I’ve seen her around somewhere, Darren thought, and as she realized he was watching her and stood away from the wall, ready to challenge him, he remembered where.

“How about,” Darren said with a grin, “a meat feast with extra cheese, garlic bread with mozzarella, and a large coke?”

“Do I know you?” the girl blinked. It wasn’t long since she’d stopped crying and her makeup had smeared.

“Delia, right?” Darren said, moving in closer. “Pizza Hut. Manageress.”

“Trainee,” Delia said, close to a smile.

“Not for long. I’ll bet.”

Aware that he was staring down the front of her dress, Delia pulled the gap together with her hand.

“How come you’re out here?” Darren said. “What’s up?”

“My boy friend’s in there dancing with somebody else, that’s what I’m doing out here.”

“Wants his head seeing to.”

“You think so.”

“I know so.”

Della blew her nose into a tissue and dabbed at her eyes. “Well, I might as well be going.”

“No,” Darren smiled, shifting his balance enough to set himself in her path. “’S’early yet. Why don’t we go over the Cafe Royal? Have a drink?”

“I’m not stopping long,” Delia said, turning on her low heels to look round the room. It reminded her of boarding houses she’d been to stay in with her parents when she was younger, Southport or Filey or places like that. It didn’t look like a room in which somebody actually lived.
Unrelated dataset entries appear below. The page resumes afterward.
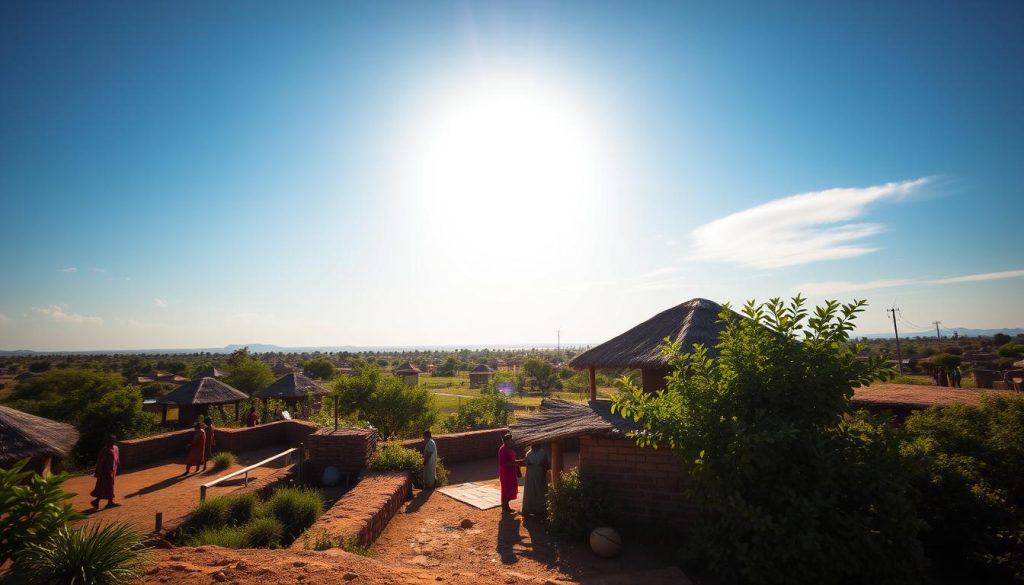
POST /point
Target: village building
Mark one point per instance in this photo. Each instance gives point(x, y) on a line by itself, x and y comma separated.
point(43, 441)
point(480, 376)
point(193, 400)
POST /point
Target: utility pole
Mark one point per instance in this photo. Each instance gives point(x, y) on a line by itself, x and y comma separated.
point(899, 356)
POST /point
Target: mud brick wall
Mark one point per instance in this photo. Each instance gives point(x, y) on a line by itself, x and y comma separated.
point(459, 447)
point(136, 452)
point(644, 485)
point(347, 449)
point(364, 512)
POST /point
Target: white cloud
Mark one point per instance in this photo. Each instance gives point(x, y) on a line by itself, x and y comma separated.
point(799, 228)
point(838, 287)
point(56, 312)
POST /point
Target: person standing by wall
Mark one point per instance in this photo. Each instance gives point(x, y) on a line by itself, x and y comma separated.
point(107, 471)
point(429, 461)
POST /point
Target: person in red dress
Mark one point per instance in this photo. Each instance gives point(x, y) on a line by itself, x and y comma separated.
point(507, 472)
point(107, 470)
point(197, 450)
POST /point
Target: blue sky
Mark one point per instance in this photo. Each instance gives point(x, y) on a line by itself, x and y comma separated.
point(196, 174)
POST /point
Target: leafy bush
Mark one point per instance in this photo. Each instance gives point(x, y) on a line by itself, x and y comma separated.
point(969, 463)
point(296, 508)
point(31, 506)
point(788, 489)
point(228, 537)
point(264, 533)
point(577, 504)
point(108, 554)
point(222, 460)
point(394, 457)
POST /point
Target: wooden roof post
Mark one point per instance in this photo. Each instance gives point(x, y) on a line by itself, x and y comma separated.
point(593, 384)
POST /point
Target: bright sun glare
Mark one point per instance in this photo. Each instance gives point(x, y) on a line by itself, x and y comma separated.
point(509, 151)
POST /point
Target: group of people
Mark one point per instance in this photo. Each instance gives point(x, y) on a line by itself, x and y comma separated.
point(201, 448)
point(949, 378)
point(535, 487)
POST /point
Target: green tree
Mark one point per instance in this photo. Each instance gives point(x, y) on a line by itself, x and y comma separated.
point(321, 368)
point(788, 490)
point(249, 375)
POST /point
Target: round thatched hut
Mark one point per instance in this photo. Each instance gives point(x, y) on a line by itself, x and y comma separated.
point(692, 322)
point(409, 373)
point(41, 440)
point(195, 398)
point(293, 388)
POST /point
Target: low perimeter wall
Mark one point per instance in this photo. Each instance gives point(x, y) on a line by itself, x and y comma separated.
point(460, 447)
point(136, 452)
point(644, 485)
point(363, 513)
“How many sugars?” Darren called from the shared kitchen.

“One,” Delia said.

Darren appeared in the doorway with a mug in either hand.

“I shall have to be going soon,” Delia said, taking one of the mugs and standing in the center of the room. Last mistake she was about to make, go over there and sit on the bed.

“’S’okay,” said Darren, “Lot to do myself tomorrow as it is. Tell you what, though …” sitting back on the bed himself“…’fore you go, you won’t believe what it is I’ve got to show you.”